C’est aujourd’hui que le Comité consultatif national d’éthique (CCNE) rend son rapport sur la fin de vie. Il avait été annoncé par Jean-Claude Ameisen en décembre 2013 (cf. synthèse Gènéthique du 23 décembre 2013) pour sa sortie initialement prévue en février 2014. Il est présenté comme le rapport récapitulatif de l’ensemble du débat public sur la fin de vie amorcé en juillet 2012 et doit en principe être rendu pour évaluation à l’Office parlementaire des choix scientifiques et technologiques (OPECST). Les défenseurs des états généraux, appelés par la loi de 2011, resteront sur leur fin et devront se contenter de cette « synthèse » qui sacralise l’autonomie du patient.

 

Quid des états généraux ? Ce rapport marque officiellement que les prises de position des différentes instances depuis 2012 font, a posteriori, office « d’états généraux »  exigés par la loi de 2011 (article L1412-1-1 du code de la santé publique). Ce rapport semble clore le débat participatif et il est à craindre que la suite de la réflexion annoncée par le CCNE se passe dans l’hémicycle.

 

Le CCNE semble désamorcer la question de l’euthanasie et du suicide assisté…

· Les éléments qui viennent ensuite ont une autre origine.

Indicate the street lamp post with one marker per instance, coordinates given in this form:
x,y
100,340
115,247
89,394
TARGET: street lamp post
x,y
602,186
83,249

 Le « rapport du CCNE sur le débat public concernant la fin de vie » reprend donc les « points de divergences et de convergences » du débat de ces deux dernières années. Il note que les questions du suicide assisté et de l’euthanasie donnent encore lieu à un « profond clivage » dans la société française. Il invite sur ces deux questions à « approfondir la réflexion » afin d’avoir une « meilleure connaissance des situations limites dans lesquelles les malades ou leurs proches, ainsi que les professionnels de santé concernés estimeraient que ni les soins palliatifs ni une sédation ne suffisent à rendre acceptables les derniers instants de la vie d’une personne ».

 

… tout en faisant émerger de nouveaux « droits » sur la fin de vie

  • Rendre contraignantes les directives anticipées. Il faut rappeler qu’aujourd’hui le médecin est simplement tenu de « tenir compte » des directives du patient dans lesquelles celui-ci exprime ses souhaits quant à la limitation ou l’arrêt de traitements. Rendre contraignante ces directives opère un renversement de la relation médecin-patient, et vient réduire le médecin au rang de simple exécutant.
  • Créer un droit à la sédation profonde, lorsque la personne en phase terminale de fin de vie le demande. Ce « droit à la sédation profonde » aussi appelé « sédation terminale », est inquiétant. En effet, il faut rappeler qu’elle consiste non plus à soulager la douleur, mais endormir la conscience et hâter la mort. Il s’agit d’une « euthanasie par sédation » comme l’exprimait Pierre-Olivier Arduin ou encore d’une « euthanasie palliative ».  Ainsi, on peut voir ce droit à la sédation comme une porte ouverte au suicide assisté, puisque le patient pourrait alors exiger non plus d’être accompagné dans le soulagement de la douleur (comme le droit aux soins palliatifs par exemple), mais dans la perte de sa conscience, qui précipite sa mort. L’objectif n’est plus le traitement de la douleur mais la survenue de la mort.
  • Modifier la procédure médicale collégiale dans la décision d’arrêt de traitement « chez une personne qui n’est pas en fin de vie», pour un processus de décision collective incluant les proches. Cette préconisation fait référence au cas particulier de Vincent Lambert, pour lequel le CCNE acte que les traitements peuvent être arrêtés chez les personnes qui ne sont pas en fin de vie. Par là, le CCNE présente comme consensuelle une préconisation qui fait pourtant toujours l’objet d’un débat vif.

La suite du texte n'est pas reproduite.